Roma, ciudad de muerte
Por José A.Cartán.
Creo que no descubro nada si afirmo que a todos nos ha marcado alguna película a lo largo de nuestra vida, por millones de circunstancias. A mí también, cómo no. Sin embargo, nunca me había ocurrido que el visionado de una película no sólo colapsara la visita turística de una ciudad, sino que dicha capital se viera oscurecida, de manera casi apocalíptica, por la magnitud de un film. Uno puede recorrer las calles por donde transcurría una historia de amor de tantas, por donde cierto protagonista erraba sin rumbo, aquel banco donde se sentaba o aquel bar en el que entraba para perderse entre suciedad y tragos de alcohol en cualquiera de las millones de noches que componen una vida. Pero que una película otorgue a una ciudad características como el cataclismo, la hecatombe, el abismo o la muerte no suele ser lo más habitual. Por culpa de El vientre del arquitecto (1987) del director galés Peter Greenaway siempre consideraré la ciudad de Roma un habitáculo donde reside la perdición más ancestral para el hombre.
El cine de Greenaway se caracteriza por llevar la precisión y la exactitud del plano hasta su máxima perfección. Me atrevería a decir que las simetrías de las que hace gala el británico no tienen parangón en toda la historia del cine; creo que lo más cercano en cuanto a “enfermizas disposiciones y equilibrios del encuadre” sería la alineante y portentosa Playtime (1967) de Jacques Tati. Greenaway considera a todos y cada uno de sus planos cuadros, y así se lo hace constatar al espectador con un cuidado estético superlativo. No nos sorprende entonces que por esta hiperbolización de lo simétrico el cineasta británico tenga una buena legión de detractores hoy en día.
Entrando en lo que es la película, Greenaway nos cuenta la historia de un arquitecto norteamericano que viaja con su mujer a Roma para inaugurar una exposición sobre Étienne-Louise Boullée, maestro arquitectónico del siglo XVIII. El protagonista, sufriendo unos acuciantes dolores de estómago durante su estancia, se obsesionará de tal manera con su dolencia que llegará a pensar que su mujer está involucrada y que le está envenenando de manera progresiva.
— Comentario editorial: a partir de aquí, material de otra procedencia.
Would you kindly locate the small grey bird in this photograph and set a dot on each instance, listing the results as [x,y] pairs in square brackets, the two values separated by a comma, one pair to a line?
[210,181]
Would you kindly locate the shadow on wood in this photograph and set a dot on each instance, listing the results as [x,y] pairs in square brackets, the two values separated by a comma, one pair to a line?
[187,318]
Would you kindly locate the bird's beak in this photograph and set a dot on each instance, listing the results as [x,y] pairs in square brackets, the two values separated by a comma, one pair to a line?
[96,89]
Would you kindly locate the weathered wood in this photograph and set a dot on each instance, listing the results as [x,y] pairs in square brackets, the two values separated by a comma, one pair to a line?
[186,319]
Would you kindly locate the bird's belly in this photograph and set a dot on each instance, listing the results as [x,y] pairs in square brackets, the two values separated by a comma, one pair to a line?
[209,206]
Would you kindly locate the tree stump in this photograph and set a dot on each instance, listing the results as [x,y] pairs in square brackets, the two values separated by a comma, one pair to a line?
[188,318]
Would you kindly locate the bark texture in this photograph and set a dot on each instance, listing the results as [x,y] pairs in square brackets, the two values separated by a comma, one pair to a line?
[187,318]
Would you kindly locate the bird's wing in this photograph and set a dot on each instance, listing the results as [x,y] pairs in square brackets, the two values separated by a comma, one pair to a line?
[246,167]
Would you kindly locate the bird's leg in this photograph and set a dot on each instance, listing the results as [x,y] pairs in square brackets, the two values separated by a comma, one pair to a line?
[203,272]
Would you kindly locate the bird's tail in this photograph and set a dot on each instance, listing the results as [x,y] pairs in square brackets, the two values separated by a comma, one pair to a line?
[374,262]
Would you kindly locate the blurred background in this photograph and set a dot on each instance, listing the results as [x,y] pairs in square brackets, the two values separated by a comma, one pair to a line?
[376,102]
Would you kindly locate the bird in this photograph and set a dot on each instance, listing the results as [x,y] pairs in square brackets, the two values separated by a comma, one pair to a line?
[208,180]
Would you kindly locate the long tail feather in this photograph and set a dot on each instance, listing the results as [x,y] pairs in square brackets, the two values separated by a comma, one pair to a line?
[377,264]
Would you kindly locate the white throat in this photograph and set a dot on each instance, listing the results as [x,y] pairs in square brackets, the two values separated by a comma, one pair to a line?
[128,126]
Como “supuestamente” envenenó al emperador Augusto su esposa, Livia.
La obsesión estomacal de Brian Dennehy, actor que da vida al protagonista, junto con sus paseos por las ruinas romanas o la confabulación de los organizadores de la exposición para terminar con la vida del arquitecto, amén de una prodigiosa banda sonora de Wim Mertens, consiguen crear una atmósfera terrorífica y absolutamente insana a lo largo de toda la proyección. El hecho de que el pasado trágico romano se enlace con nuestra presente vida contemporánea agranda en el espectador una sensación pavorosa de Apocalipsis, de fin de ciclo. La historia debe volver a repetirse una y otra vez hasta el fin de los tiempos.
Unos meses después de ver la película de Greenaway tuve la oportunidad de volver a Roma, por segunda vez. Y durante todo el viaje tuve la sensación de andar los pasos de Dennehy en su imposible batalla contra la historia, contra el crimen, contra la muerte que se esconde en cada recoveco de la città aperta de Rossellini. Fue visitar el Coliseo, peregrinar por las innumerables iglesias romanas o andar en la noche por esas laberínticas calles en las que no sabes muy bien hacia dónde te llevarán, y en todos los lugares me perseguía la sombra de ese Augusto del siglo XX. O fuera plantarte delante del Panteón y buscar el restaurante donde el insigne arquitecto cenaba la primera noche con sus compañeros y su esposa, brindando sonriente ante la esplendorosa belleza que se abría ante él. Sin saber que su vida era otra de tantas tragedias y que ésta desdicha había comenzado en el viaje de ida hacia la ciudad italiana, mientras concebía con su “Livia” un hijo justo cuando cruzaban casualmente la frontera italiana. O buscar como un obseso en Piazza Venezia el banco donde terminaba un niño jugando con un giroscopio y no poderlo hallar…porque el banco ya no existe, tras más de un cuarto de siglo después. Pero luego uno pensaba que qué más daba encontrar un asiento o un restaurante, qué importaba. Si la ciudad estará plagada siempre de devastaciones, ruinas, belleza y fantasmas del ayer.